It’s not every day that you get to have a little splash of self-actualization tossed in with your daily-routine salad. The moments that cause you to stop for a moment and ponder an action, thought, or idea, and arrive at the conclusion of striving to become better; it creates a system of growth and change for us impressionable humans. Being a major in psychology within my collegiate career, it’s also entirely possible that I geek out over these types of mental realizations more so than the average person; but who’s to say?
Today, wandering my way into the library on campus, I was following several feet behind a young woman. As she heaved open the giant metal doors, and stepped through the entryway, she failed to glance behind herself, and see if there was anyone else that might appreciate the gesture of holding the door momentarily. She did this twice, with both the outer set of doors, and inner set as well. I happened to be following at the perfect, undesirable distance, where the gigantic doors were able to pick up some speed before I would have to catch them, only to re-heave them open. Now, I completely understand and address the simple fact that the scenario I am spelling out is, without a doubt, extremely menial and deserves no real emotional response. These small interactions happen a thousand times a day, why should this one be any different?

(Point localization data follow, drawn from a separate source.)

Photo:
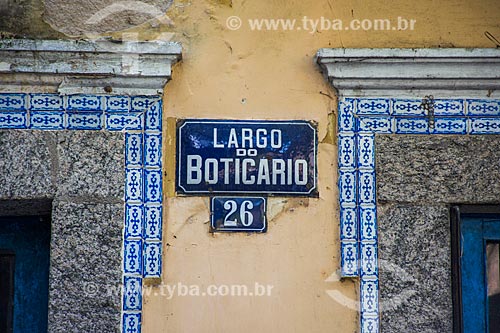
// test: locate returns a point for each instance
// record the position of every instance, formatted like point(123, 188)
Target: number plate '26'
point(238, 214)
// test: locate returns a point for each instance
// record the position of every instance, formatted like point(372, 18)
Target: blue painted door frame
point(29, 239)
point(475, 232)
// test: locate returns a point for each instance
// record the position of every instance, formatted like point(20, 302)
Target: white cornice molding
point(412, 72)
point(77, 66)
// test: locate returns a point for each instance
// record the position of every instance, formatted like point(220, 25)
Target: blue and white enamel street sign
point(233, 214)
point(246, 157)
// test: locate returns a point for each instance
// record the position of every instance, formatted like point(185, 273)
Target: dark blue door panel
point(475, 233)
point(29, 239)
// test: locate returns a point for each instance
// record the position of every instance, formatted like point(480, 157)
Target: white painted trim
point(412, 72)
point(84, 67)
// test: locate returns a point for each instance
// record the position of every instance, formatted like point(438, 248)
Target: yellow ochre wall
point(246, 74)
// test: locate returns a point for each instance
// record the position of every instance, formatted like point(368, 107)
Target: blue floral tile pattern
point(47, 120)
point(12, 102)
point(46, 102)
point(13, 119)
point(359, 120)
point(140, 118)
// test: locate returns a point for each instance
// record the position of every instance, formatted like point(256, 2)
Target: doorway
point(24, 273)
point(478, 261)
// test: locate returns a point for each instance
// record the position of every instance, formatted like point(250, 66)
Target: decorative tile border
point(359, 120)
point(140, 118)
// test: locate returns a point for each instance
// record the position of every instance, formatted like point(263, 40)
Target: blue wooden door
point(24, 254)
point(480, 238)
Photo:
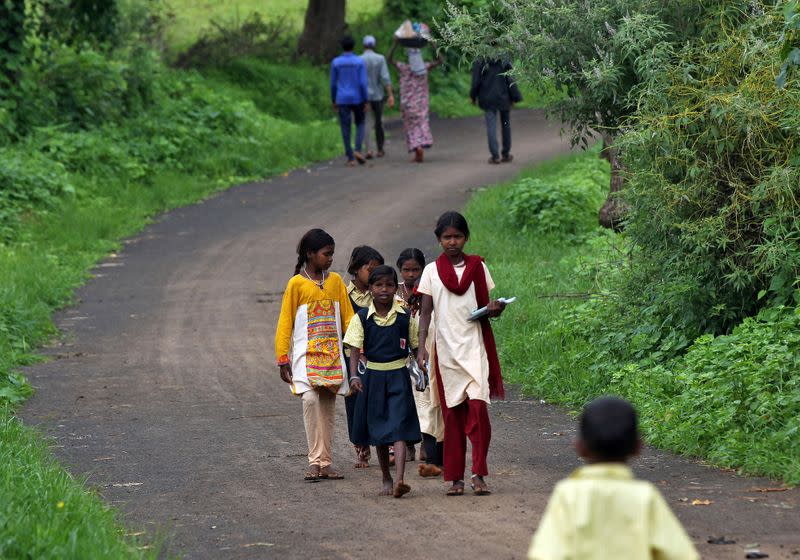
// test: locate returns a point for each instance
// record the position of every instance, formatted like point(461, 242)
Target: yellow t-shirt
point(354, 337)
point(601, 512)
point(309, 332)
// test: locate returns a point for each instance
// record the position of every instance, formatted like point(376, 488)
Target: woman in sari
point(414, 99)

My moment of reflection came immediately after I stepped foot inside the second set of doors. In my head, I had briefly thought: why wouldn’t she just hold the door for literally one more second? Is she so absorbed into her self that she couldn’t perform that one single gesture? Suddenly, it hit me like a ton of bricks: Christian, you’re doing the exact same thing. I hadn’t looked back, to see if anyone wanted the door held, like I had wanted; I had made this tiny, unimportant situation entirely about myself. I didn’t speak to the young woman, and I didn’t even see her face, but at that juncture, I was caused to think about my own actions, my own perspective, and how those faucets have an effect on the people around me.
Too often do we, as is the human condition, spend our time worrying about what other people are doing and saying incorrectly from our perspective; when maybe what we should be doing, is shifting our standpoint. Sliding on the shoes of someone else, and taking their point of view, takes the focus off the self, and allows you to be more aware of everything going on around you. While I’m no where close to being an expert at this skill, becoming a little less self-absorbed, and a little more socially attentive, is something that I enjoy striving for. Who knows, maybe tomorrow you’ll be the person who does something so small, so microscopic; but it might cause someone to stop and think for just one moment.
Oh, and you best believe that I held the door on my way out.